Dr. Stewart's Bio: Dianne Marie Stewart is a professor of Religion and African American Studies at Emory University, specializing in African-heritage religious cultures in the Caribbean and the Americas. She was born in Kingston, Jamaica, and grew up in Hartford, CT, USA. She obtained her B.A. degree from Colgate University in English and African American Studies, her Masters of Divinity degree from Harvard Divinity School, and her Ph.D. degree in systematic theology from Union Theological Seminary in New York City, where she studied with well-known scholars such as Delores Williams, James Washington, and her advisor James Cone. Dr. Stewart joined Emory's Faculty of Arts and Sciences in 2001 and teaches courses in the graduate and undergraduate programs.
Dr. Stewart's research has been supported by the Fulbright Scholar Program, the Abraham J. and Phyllis Katz Foundation, and other prestigious fellowships and institutions. She is the author of numerous scholarly articles and chapters, as well as three monographs — Three Eyes for the Journey: African Dimensions of the Jamaican Religious Experience (Oxford University Press, 2005), Black Women, Black Love: America's War on African American Marriage (Seal Press, 2020) and Obeah, Orisa and Religious Identity in Trinidad: Africana Nations and the Power of Black Sacred Imagination – Orisa, Volume II (Duke University Press, October 2022).

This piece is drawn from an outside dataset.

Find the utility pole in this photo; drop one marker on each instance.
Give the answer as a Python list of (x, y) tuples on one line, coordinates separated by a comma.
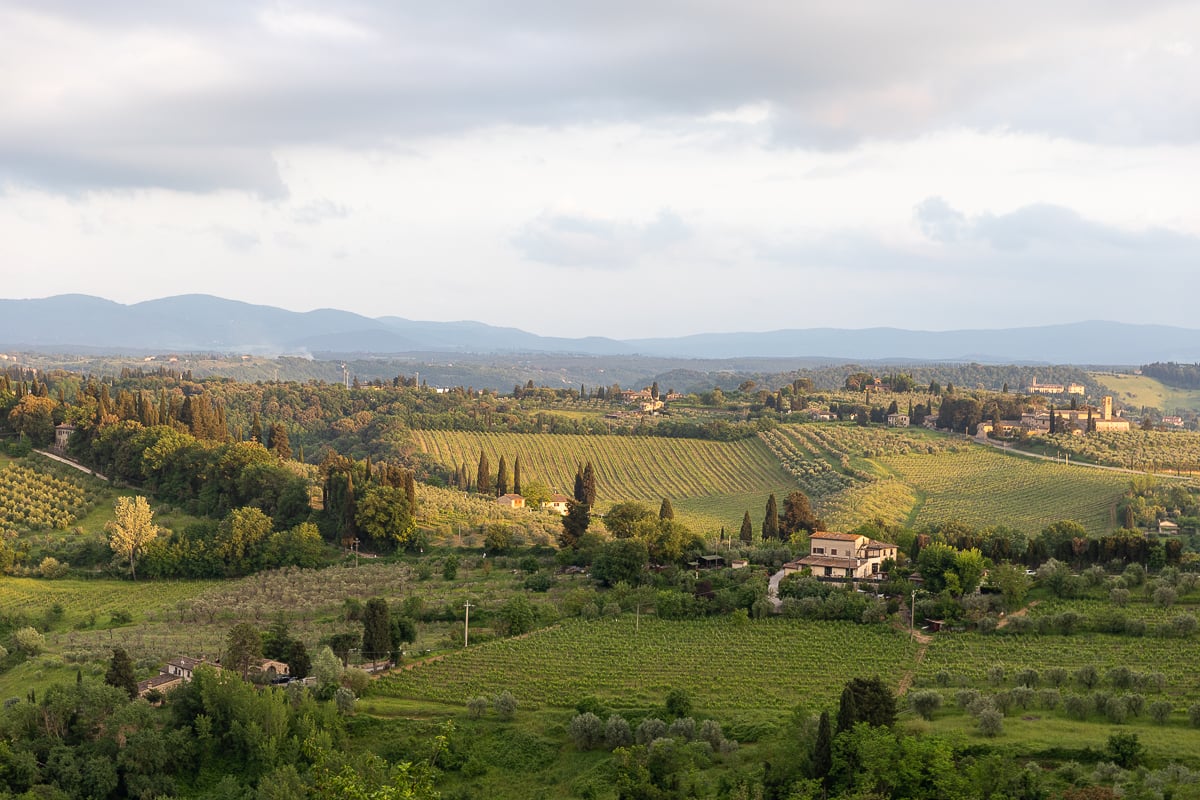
[(466, 629), (912, 617)]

She is also a founding co-editor, with Drs. Jacob Olupona and Terrence Johnson, of the Religious Cultures of African and African Diaspora People series at Duke University Press.
Over her career at Emory, Dr. Stewart has won several awards, including the Emory Williams Distinguished Undergraduate Teaching Award, the Emory College of Arts and Sciences' Distinguished Advising Award, and the Emory University Laney Graduate School's Eleanor Main Graduate Faculty Mentor Award. However, Dr. Stewart is most proud of her leadership of Emory's Mellon Mays Undergraduate Fellowship Program, an international initiative that aims to diversify the academy by helping students from underrepresented racial/ethnic groups to earn the Ph.D. degree and secure faculty positions at tertiary institutions across the United States and South Africa.